En parallèle, le peptide thérapeutique (PT) a montré une spécificité marquée pour le PIP3 par rapport aux autres phospholipides membranaires (6,4×10¹⁰ fois supérieure à celle pour la phosphatidylcholine et la phosphatidylsérine, et 11 fois supérieure à celle pour le phosphatidylinositol). Cette affinité élevée, confirmée par les tests de Kd et d’IC₅₀, permet au PT de bloquer efficacement la liaison de l’AKT sur le PIP3.L’évaluation expérimentale du CP a confirmé son efficacité thérapeutique. Dans les lignées de CTA (8505c et Cal-62), fortement activées au niveau de l’AKT, le CP a induit une apoptose marquée, avec une IC₅₀ de 5 µM, nettement inférieure à celle du TP seul (24 µM). L’analyse par cytométrie de flux avec l’annexine V, ainsi que les études d’immunofluorescence de la caspase-3 activée, ont confirmé une induction robuste de l’apoptose. In vivo, chez des souris Nude porteuses de tumeurs 8505c ou Cal-62, le traitement par le CP a significativement réduit la taille tumorale et augmenté les marqueurs d’apoptose. Les observations histologiques (coloration au Trichrome de Masson) ont mis en évidence des noyaux pycnotiques, caractéristiques de la mort cellulaire.
Sur le plan de la tolérance, aucune toxicité majeure n’a été détectée dans les principaux organes (cœur, reins, poumons, intestins). Les analyses hépatiques ont montré des anomalies (activation de la caspase-3 et élévation du ratio AST/ALT), probablement liées à l’anesthésie, sans atteinte histologique significative. Le profil métabolique du CP étudié dans un système acellulaire suggère une biotransformation partielle par les enzymes hépatiques de type cytochrome P450. Globalement, ces résultats confirment une toxicité systémique limitée et une bonne sélectivité tumorale.

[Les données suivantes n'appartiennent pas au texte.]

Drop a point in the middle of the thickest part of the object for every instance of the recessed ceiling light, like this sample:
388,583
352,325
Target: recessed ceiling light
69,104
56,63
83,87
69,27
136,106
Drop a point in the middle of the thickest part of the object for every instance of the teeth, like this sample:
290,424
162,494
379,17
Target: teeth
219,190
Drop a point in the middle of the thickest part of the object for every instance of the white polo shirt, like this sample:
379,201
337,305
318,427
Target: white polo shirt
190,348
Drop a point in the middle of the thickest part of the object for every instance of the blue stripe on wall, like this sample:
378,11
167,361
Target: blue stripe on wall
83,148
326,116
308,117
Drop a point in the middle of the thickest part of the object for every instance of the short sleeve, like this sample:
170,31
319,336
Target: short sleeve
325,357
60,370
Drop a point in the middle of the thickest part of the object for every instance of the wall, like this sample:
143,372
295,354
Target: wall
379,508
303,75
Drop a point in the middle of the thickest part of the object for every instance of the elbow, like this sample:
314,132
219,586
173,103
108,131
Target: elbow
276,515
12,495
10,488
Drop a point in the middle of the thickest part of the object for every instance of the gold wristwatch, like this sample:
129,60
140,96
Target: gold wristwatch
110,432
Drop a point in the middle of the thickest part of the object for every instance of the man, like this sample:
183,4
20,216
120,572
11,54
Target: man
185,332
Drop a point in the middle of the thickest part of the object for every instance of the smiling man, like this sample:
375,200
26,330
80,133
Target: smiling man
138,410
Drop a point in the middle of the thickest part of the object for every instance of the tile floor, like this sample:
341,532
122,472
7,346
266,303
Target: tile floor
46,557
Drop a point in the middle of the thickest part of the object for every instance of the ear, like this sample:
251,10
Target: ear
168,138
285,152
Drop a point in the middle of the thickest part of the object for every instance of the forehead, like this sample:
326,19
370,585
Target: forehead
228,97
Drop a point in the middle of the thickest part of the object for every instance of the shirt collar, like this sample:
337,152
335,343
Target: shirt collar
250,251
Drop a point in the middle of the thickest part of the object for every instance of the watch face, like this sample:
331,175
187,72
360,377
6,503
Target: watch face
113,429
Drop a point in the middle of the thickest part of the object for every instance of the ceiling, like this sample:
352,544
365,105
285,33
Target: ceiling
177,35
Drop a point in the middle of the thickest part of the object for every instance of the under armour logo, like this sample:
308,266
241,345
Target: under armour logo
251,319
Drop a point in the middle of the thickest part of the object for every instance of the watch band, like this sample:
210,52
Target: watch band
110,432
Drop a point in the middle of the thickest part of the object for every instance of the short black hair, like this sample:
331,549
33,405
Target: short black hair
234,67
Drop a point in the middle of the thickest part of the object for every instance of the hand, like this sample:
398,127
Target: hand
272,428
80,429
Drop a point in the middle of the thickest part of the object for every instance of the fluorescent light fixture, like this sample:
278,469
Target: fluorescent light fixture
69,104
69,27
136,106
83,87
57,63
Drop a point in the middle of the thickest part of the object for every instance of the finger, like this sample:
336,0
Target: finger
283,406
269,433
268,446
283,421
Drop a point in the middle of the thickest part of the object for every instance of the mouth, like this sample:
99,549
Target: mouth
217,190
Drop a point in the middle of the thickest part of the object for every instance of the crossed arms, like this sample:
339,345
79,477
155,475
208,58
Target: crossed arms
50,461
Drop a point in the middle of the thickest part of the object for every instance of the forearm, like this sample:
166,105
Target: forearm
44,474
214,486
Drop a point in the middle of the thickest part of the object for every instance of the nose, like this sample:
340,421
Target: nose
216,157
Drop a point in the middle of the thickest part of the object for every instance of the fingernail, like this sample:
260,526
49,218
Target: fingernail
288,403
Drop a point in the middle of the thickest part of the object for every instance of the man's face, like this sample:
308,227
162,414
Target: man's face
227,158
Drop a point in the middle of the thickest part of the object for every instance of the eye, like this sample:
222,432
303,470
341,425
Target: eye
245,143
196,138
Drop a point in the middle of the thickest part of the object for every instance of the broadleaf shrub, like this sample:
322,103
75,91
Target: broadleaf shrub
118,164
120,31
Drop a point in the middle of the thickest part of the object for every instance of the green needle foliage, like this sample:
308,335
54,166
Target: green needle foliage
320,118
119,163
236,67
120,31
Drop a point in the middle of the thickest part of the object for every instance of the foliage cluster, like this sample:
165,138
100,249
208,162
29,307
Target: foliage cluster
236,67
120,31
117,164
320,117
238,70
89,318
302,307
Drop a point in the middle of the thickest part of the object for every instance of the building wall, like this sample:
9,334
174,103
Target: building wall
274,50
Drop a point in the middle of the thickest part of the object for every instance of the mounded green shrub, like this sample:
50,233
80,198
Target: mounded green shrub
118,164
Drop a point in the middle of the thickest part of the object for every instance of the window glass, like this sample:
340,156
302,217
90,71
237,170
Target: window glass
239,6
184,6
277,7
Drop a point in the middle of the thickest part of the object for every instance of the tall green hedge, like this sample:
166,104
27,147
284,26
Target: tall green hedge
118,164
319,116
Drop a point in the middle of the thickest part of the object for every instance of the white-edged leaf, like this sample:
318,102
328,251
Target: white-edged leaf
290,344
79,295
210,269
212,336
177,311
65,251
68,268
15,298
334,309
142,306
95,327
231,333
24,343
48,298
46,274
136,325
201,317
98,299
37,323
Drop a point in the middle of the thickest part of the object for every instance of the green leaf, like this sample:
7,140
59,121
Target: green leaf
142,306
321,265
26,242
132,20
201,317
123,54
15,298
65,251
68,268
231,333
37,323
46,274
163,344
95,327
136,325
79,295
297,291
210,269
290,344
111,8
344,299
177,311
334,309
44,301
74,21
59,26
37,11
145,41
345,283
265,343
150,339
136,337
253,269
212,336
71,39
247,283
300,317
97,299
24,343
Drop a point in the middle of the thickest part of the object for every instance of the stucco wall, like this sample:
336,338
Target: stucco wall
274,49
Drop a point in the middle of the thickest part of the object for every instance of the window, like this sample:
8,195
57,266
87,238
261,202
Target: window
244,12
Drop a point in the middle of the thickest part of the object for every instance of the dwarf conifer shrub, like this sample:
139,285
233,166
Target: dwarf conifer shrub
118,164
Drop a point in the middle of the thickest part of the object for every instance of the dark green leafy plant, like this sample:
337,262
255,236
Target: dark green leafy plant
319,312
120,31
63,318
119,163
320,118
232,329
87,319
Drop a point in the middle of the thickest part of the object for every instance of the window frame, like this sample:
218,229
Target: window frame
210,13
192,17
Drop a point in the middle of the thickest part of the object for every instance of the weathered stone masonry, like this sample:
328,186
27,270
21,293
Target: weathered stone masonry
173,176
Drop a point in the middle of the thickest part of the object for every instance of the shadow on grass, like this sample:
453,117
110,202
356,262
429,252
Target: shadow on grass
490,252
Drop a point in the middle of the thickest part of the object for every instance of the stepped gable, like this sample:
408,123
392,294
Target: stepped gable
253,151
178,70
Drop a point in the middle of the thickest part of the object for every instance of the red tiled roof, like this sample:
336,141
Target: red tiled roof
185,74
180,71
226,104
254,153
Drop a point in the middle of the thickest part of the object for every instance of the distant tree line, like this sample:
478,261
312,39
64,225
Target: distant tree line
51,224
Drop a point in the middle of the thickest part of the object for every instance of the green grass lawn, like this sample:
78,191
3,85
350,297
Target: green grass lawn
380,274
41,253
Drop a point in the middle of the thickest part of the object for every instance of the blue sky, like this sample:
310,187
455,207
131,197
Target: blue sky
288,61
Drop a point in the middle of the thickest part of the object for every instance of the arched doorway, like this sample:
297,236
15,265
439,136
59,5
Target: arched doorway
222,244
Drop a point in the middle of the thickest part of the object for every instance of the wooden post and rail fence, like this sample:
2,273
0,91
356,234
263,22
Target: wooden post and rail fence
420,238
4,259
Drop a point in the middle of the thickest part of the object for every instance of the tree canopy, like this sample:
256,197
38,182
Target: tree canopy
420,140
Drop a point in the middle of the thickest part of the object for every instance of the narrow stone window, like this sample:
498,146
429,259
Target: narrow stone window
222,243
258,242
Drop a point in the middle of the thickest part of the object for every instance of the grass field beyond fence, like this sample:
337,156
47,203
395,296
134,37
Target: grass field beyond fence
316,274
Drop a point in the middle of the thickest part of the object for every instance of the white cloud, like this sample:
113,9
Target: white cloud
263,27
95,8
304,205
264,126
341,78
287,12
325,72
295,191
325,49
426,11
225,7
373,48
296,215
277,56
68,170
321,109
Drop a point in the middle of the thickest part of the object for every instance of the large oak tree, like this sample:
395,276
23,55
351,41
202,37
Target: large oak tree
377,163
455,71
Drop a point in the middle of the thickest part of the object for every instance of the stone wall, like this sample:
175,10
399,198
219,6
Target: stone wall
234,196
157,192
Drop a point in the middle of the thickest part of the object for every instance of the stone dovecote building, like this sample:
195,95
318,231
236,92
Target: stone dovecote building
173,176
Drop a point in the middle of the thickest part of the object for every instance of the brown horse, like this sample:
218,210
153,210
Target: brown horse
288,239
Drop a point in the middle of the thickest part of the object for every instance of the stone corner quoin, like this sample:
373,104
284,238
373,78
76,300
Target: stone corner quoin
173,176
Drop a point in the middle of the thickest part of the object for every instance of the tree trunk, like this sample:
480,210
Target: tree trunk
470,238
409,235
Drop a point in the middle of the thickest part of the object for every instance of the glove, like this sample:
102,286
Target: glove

Notre étude démontre qu’un complexe peptidique ciblant l’EGFR et inhibant la voie PAM constitue une approche prometteuse contre le CTA. Ce système combine la spécificité du ciblage médié par l’EGFR avec l’efficacité thérapeutique d’une inhibition directe de l’AKT, ouvrant la voie à une amélioration du pronostic des patients. Outre son potentiel thérapeutique, cette approche pourrait également contribuer au développement de nouvelles stratégies de diagnostic précoce et d’imagerie tumorale, en exploitant la dynamique de trafic intracellulaire de l’EGFR. Ainsi, le CP représente un prototype de thérapie ciblée de nouvelle génération, susceptible de transformer la prise en charge des CTA et, potentiellement, d’autres tumeurs solides dépendantes de la voie PAM.